By Stephen Schenck | May 3, 2012 8:13 PM
We’ve heard some rumors already that Microsoft had been testing current builds of Windows Phone 8 Apollo on Lumia-series devices. We didn’t want to get too excited, and assume that meant that current-generation Windows Phone hardware would necessarily be seeing upgrades to WP8 (a contentious issue at the moment), but if true, it would certainly be interesting news. Today, we get to take a look at a picture purporting to show just such an arrangement, but is it all it appears to be?
Supposedly, what we’ve got here is a Lumia 900 running an in-development Windows Phone 8 build. If you’re initially suspicious of what you see, we don’t blame you. There are some definite anomalies present, but are they necessarily signs of something fishy going on?
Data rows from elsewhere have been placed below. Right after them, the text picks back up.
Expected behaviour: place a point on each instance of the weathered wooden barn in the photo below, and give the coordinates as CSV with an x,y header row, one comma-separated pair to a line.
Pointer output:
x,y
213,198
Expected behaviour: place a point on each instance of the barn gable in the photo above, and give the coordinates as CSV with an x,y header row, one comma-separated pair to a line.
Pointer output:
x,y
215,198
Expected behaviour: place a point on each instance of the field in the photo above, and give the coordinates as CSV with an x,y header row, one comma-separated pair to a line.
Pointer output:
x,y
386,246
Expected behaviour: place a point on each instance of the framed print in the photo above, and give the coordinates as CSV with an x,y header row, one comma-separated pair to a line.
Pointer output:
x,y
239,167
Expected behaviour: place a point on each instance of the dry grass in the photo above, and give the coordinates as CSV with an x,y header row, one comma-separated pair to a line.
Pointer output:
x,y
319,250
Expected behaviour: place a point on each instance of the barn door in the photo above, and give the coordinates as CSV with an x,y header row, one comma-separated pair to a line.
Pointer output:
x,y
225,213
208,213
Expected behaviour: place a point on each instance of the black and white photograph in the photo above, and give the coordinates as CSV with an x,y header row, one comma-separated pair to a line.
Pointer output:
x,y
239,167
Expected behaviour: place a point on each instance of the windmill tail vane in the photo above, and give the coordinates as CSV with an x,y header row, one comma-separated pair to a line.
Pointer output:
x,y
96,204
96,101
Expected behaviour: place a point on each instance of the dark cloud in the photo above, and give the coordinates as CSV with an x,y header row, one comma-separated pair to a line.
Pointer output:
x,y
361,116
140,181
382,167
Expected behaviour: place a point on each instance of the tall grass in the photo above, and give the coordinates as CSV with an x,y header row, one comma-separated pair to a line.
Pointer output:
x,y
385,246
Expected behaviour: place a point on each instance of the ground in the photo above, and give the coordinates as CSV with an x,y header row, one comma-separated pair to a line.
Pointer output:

Take, for instance, the completely blacked-out bezel. We can’t see any front-facing camera, any of the logos we’d expect, or the Windows capacitive keys. That could easily set off some alarms right there, but there’s always the chance the source behind this image wanted to remove some serial number, or other identifiable marking that might tip Microsoft off to where the leak came from. Using a mosaic effect to obscure the data might have been a less suspicious move, but this isn’t damning in and of itself.
The image on-screen here gives us some more reasons to think twice about this pic. That “Apollo v3.7″‘s a dead unusual way for Microsoft to be expressing Windows Phone version numbers, but then again, wouldn’t someone trying to make a fake image go to some length to keep things like that consistent with our expectations? Maybe the fact that it’s odd is evidence in its favor.
Finally, the angle of the display looks just ever so slightly off when compared to the rest of the phone. That could just be the way it’s being held, or it could be a sign of sloppy Photoshop job. Frankly, it’s hard to come to a conclusion about this find with so many unknowns, so for now we’ll just have to continue hoping for more signs of work on Apollo to surface.